Reasonable warming results in increased plant growth, which results in more carbon being taken up and made into plant matter.

Propertius • 5 years ago

As long as there are adequate nutrients in the soil and the water cycle isn't affected.

comatus • 5 years ago

Just at a quick glance, those are things this research seems to be looking into. We're sitting here bullshitting about what we suppose might happen. This junior scientist tried to find some new information worth knowing. I know! Let's stay on our fat asses and make fun of her!

Unmutual One • 5 years ago
Patrick Kelly • 5 years ago

Wow, what a poorly designed experiment. By artificially heating these areas in the forest, the experimenter has artificially reduced the relative humidity in their test area. Their conclusion is suspect when the supposition is that humidity will decline in a rainforest.
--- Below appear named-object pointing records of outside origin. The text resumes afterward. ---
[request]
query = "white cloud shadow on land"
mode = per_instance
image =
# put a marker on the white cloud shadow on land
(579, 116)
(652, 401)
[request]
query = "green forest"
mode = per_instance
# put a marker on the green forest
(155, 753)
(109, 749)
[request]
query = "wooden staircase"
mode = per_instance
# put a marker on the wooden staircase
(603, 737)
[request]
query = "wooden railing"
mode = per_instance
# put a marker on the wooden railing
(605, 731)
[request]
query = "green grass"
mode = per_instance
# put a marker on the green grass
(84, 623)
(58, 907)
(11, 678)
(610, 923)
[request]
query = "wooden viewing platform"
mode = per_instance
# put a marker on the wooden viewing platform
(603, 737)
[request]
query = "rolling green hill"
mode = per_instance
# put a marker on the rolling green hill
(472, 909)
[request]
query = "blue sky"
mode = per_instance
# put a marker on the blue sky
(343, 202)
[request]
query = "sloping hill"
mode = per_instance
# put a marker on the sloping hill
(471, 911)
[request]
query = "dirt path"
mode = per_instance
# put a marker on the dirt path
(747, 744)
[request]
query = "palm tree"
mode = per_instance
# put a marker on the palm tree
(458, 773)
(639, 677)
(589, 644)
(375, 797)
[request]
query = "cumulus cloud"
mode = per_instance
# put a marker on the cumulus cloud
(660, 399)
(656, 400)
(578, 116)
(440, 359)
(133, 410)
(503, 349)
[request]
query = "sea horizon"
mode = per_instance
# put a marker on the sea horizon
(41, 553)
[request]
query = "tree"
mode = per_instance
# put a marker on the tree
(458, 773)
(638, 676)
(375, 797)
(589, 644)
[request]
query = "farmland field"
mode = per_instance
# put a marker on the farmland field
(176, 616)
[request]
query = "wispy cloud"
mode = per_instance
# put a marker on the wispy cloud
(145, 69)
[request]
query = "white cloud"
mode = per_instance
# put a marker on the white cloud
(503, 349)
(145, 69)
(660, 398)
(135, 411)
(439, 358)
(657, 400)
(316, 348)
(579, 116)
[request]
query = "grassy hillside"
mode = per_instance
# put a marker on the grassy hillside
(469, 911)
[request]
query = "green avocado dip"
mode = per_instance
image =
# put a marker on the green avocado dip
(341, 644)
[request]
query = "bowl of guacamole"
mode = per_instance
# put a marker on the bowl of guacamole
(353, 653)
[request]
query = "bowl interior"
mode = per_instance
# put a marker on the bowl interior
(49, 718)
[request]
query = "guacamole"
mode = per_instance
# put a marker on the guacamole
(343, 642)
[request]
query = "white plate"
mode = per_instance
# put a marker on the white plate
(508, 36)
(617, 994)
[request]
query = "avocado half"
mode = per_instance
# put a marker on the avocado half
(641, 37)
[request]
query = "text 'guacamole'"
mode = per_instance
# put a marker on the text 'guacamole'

This study should be rejected by any peer review board.

Now I'm no climate scientist, but I am a chemical engineer by training. This is fundamental thermodynamics. If this is any indication of their fundamentals in STEM, we should not believe anything they are promoting.

AnotherProf • 5 years ago

This. This experiment sounds like it was designed by a sixth grader for a science fair. The only positive aspect of it is that it was at least an attempt at a real experiment. In the climate study field they have corrupted the language to the point they call running unproved computer models “experiments” and the output “data”.

kimsch • 5 years ago

Also she concludes that the drier undergrowth, etc. are a result of more storms like Maria taking out the canopy and letting more sunlight reach the ground. But her samples are all pre-Maria.

kgelner • 5 years ago

I thought the same thing - real ambient increases in temperature would not be a dryer heat, it seems strange they would not account for this in the experiment (perhaps by adding misters to go along with the heaters).

Patrick Kelly • 5 years ago

Bingo! One of the major claims in the IPCC modeling effort is that there would be more greenhouse effect from GHG increases. Since water is probably 95%+ of the that load, I find this research somewhat heretical to the general mindset.

Mike Smyth • 5 years ago

Need to account for whether it's an El Nino year or La Nina.